Последнее время с ним происходило нечто непонятное: казалось, что в избе, на улице, везде витает мелкая, невидимая пыль, он явственно чувствовал ее даже на языке, на губах, в горле хрипотца, дыхание частое, и он ругал себя за прежнее легкомыслие, когда, стараясь успокоиться, отвлечься от всяких неприятностей, искуривал за день по две пачки папирос, какие подешевле да поедучее, радуясь — вот дурак! — какой он крепкий мужик, все-то ему нипочем.
Интересная штука — жизнь: кому-то одни радости дает, а кому-то одни горести. Положим, горестей Михаил Никифорович видел не так уж много, в войну только, и радоваться любил. Именно любил. Причин для радости всегда полно, только кто-то видит их, а кто-то нет. Радость — понятие, в общем-то, довольно неопределенное, всяк по-своему ее понимает. Есть даже такие субчики, для которых радость — это просто безделие, пьянка и блуд. А вот Михаил Никифорович радуется, когда хорошо сработает (вместе с бригадой или у себя дома). Испытывает большое довольство, отправляясь в тайгу с ружьишком; жаль только, что времени не хватает для этого. Есть и другие причины для радости… Прилетели грачи и по-хозяйски солидно разгуливают на пашне… После затяжного ненастья на болезненно-дымчатое небо выползло розоватое жаркое солнышко. Чуя тепло, вышла на завалинку восьмидесятилетняя бабка с двумя внучатами, которые, что-то лепеча и смеясь, носятся по свежей траве… В огороде выросли на диво крупные, сочные помидоры, аж во рту тают, — никогда такого не бывало. Глядишь, глядишь и наглядеться не можешь.
Он очень любил семейный уют, и в доме у него везде хозяйская рука видна: где надо — побелено, где надо — покрашено, вымыто, выскоблено, все стоит прочно, не косит, не шатается; три светлых комнаты с мебелью из города и фикусами, сени, чулан, вместительный сарай, два хлева, сад с малиной и смородиной, а огород такой, что ой-е-е!
Захотелось еще пропустить стаканчик, не умел он пить помаленьку (пил редко да метко); бражную гущу, которая темнела на дне бутыли, вылил в поганое ведро и тяжело зашагал на улицу, решив сходить в Покровку, в магазин. На его счастье подвернулась попутная машина.

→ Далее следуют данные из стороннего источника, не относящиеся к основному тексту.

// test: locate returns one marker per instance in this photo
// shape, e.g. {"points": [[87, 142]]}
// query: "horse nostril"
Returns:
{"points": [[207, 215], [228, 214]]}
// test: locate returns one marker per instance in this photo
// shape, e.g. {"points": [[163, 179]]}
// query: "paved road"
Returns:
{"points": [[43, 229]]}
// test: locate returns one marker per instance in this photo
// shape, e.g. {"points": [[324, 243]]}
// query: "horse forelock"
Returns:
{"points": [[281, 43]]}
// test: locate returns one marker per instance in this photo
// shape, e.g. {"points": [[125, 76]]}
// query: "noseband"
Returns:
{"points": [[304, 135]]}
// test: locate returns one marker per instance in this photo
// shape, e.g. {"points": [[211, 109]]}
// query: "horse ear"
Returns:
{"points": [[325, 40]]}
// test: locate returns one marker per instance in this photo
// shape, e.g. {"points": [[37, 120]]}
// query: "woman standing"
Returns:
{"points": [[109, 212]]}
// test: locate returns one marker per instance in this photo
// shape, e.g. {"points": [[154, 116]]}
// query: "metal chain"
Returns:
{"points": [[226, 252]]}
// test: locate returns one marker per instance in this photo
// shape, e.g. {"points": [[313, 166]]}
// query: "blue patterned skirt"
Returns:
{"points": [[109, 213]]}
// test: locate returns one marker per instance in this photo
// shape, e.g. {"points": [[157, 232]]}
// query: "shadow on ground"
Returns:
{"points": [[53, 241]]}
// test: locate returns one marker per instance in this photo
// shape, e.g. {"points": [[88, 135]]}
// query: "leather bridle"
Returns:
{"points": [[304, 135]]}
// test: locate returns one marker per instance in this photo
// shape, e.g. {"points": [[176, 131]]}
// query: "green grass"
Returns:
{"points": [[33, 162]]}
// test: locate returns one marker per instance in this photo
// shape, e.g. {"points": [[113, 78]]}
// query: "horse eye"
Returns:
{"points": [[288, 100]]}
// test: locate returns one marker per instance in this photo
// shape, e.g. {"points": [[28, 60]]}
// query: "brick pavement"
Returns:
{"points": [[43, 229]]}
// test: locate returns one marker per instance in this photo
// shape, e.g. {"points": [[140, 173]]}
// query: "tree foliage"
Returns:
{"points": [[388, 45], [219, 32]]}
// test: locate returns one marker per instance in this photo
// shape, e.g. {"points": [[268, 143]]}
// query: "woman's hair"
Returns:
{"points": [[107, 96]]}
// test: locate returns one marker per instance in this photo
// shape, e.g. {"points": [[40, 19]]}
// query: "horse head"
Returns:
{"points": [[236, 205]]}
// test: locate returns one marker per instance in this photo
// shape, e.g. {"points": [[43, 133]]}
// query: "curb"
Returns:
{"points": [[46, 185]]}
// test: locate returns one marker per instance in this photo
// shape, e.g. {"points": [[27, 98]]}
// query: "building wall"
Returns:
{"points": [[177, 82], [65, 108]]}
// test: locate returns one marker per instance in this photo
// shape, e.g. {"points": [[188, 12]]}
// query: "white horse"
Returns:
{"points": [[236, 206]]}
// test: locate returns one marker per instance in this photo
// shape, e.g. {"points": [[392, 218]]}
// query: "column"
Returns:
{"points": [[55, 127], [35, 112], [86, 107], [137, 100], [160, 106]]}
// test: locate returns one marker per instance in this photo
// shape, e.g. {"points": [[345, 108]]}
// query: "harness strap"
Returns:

Завмаг, хромой расторопный мужик, встретил бригадира любезной улыбкой. «Тоже приспособился», — подумал Михаил Никифорович и спросил с заметной небрежностью:
— Ну, как живешь?
— Да ничего.
— Толстеешь все.
— Веселый ты сегодня, я вижу, — ухмыльнулся завмаг.
— Да и чо не толстеть-то. Дождик на голову не льет, тепло, светло и мухи не кусают. Что-нибудь привез новенького?
— Да привез кое-что. Вон ящик вина виноградного дали. Только ты, наверное, не потребляешь сухое-то.
— Откудов знать тебе, что я потребляю, что не потребляю, — начал сердиться Михаил Никифорович. — Вынь-ка одну бутылку. А тут чего?
— Это? Туфли-плетенки. Туфельки — закачаешься.
— Вынь сорок второй размер. А пошто женских туфель на высоких каблуках нету?
— На вы-со-ких… — равнодушно, будто сам с собой, протянул завмаг. — Да кто их покупать-то будет, на высоких? Завозил как-то партию, так, наверно, года три продать не мог. Я что-то давно тебя не видел. — Завмаг разглядывал бригадира так, будто действительно не видел его годков этак пяток-десяток. — Как дела?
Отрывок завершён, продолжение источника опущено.